World News

welcome
Above: Palestinians welcome peace envoy Robert Fulgham.
Robert Fulghum to Preside over Israeli / Palestinian peace talks
Filed by Diane Bullock

After Israel’s latest missile attack on a Palestinian faction office building in the Ramallah suburb of Al-Bireh, Israeli Foreign Minister Shimon Peres and Palestinian Authority President Yasser Arafat have agreed to meet next week with Robert Fulghum, best-selling author of All I Ever Needed to Know, I Learned in Kindergarten.

In what he hopes will prove to be a savvy diplomatic move, President Bush called upon the esteemed writer to act as “kindergarten cop” to the adversaries, imparting his simple wisdom and engaging them in a “feel-good” dialogue that will finally lead to a real cease-fire agreement.

Israel Defense Forces claimed the attack was retaliation against recent shooting incidents, including one on Thursday that killed one Israeli officer and wounded another. “The Israelis and Palestinians do a lot of ‘well, I hit him ‘cause he hit me’ kind of banter that is clearly counterproducive,” remarked President Bush. “We’re gonna see if we can’t just nip that in the bud.”

In his endorsement of Fulghum’s philosophy to solve the half-a-century-old Middle East conflict Bush noted, “Most everything I really need to know as leader of the free world, I learned right there in the sand box at nursery school.
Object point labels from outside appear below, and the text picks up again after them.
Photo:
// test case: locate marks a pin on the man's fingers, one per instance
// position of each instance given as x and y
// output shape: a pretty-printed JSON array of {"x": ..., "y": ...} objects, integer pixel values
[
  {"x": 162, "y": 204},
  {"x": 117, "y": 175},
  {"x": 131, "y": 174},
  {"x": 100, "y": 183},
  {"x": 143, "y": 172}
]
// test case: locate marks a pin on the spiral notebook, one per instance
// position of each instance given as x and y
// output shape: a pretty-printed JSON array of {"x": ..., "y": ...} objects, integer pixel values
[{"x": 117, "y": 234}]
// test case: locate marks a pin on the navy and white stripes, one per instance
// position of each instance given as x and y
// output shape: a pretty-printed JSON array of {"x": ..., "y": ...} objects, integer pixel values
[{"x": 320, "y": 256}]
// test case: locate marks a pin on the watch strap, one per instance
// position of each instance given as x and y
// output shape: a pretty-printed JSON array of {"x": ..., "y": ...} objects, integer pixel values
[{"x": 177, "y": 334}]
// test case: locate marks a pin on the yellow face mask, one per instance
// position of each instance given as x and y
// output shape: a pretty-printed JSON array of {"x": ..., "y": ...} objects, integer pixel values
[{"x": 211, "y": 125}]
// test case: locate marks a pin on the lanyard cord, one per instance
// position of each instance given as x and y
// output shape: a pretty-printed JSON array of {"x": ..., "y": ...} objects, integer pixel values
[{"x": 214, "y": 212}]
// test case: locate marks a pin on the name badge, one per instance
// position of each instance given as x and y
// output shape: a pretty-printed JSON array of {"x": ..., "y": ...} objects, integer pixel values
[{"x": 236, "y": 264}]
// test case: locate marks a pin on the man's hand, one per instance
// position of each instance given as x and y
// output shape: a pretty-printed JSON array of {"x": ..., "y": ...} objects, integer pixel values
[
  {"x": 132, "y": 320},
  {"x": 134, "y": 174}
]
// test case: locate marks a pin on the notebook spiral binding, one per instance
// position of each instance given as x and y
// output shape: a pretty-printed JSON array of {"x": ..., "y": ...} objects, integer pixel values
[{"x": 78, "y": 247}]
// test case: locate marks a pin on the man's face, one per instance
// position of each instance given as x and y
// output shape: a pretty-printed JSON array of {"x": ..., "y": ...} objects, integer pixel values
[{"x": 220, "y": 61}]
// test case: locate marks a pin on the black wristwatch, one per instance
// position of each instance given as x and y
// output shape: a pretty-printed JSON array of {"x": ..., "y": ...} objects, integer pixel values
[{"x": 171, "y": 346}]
I highly doubt that Bob’s teachings are beneath a towel head and a beanie boy fighting over some dinky plot of desert land that come to think of it, is not much bigger than my old playground sandbox.”

Fulghum is expected to address the leaders (or “special friends”) in a red cardigan sweater, gray pleated slacks and loafers, which he will immediately replace with Keds sneakers in order to get more comfortable. Once settled, the author will teach the men about sharing, playing fair and how they should never hit people. In the event that they do hurt someone either intentionally or unintentionally, Fulghum will explain that they should always say they are sorry.

Fulghum’s lesson about not taking things that aren’t yours is expected to be a sticky point in the exchange but he plans to ease tensions with cold milk and warm homemade cookies.

If time allows, other lessons like putting things back where you found them, cleaning up your own mess and washing up before meals will be broached. Peres and Arafat may also dabble with watercolors, sing “Everybody’s Fancy,” “I’m Taking Care of You” and “Won’t You Be My Neighbor” and play board games. The session is scheduled to conclude with the leaders laying down with their blankets for a nap at 3 o’clock.

Fulghum is confident that the Golden Rule will suffice to bridge these fiercely oppositional forces. He must, however, be prepared for the worst. “If it doesn’t work and they’re still mad, I might just have to put them in separate corners and put dunce caps on their heads and see how they like that! Nothing works to adjust an attitude quite like a big cone-shaped hat and five minutes of time-out.”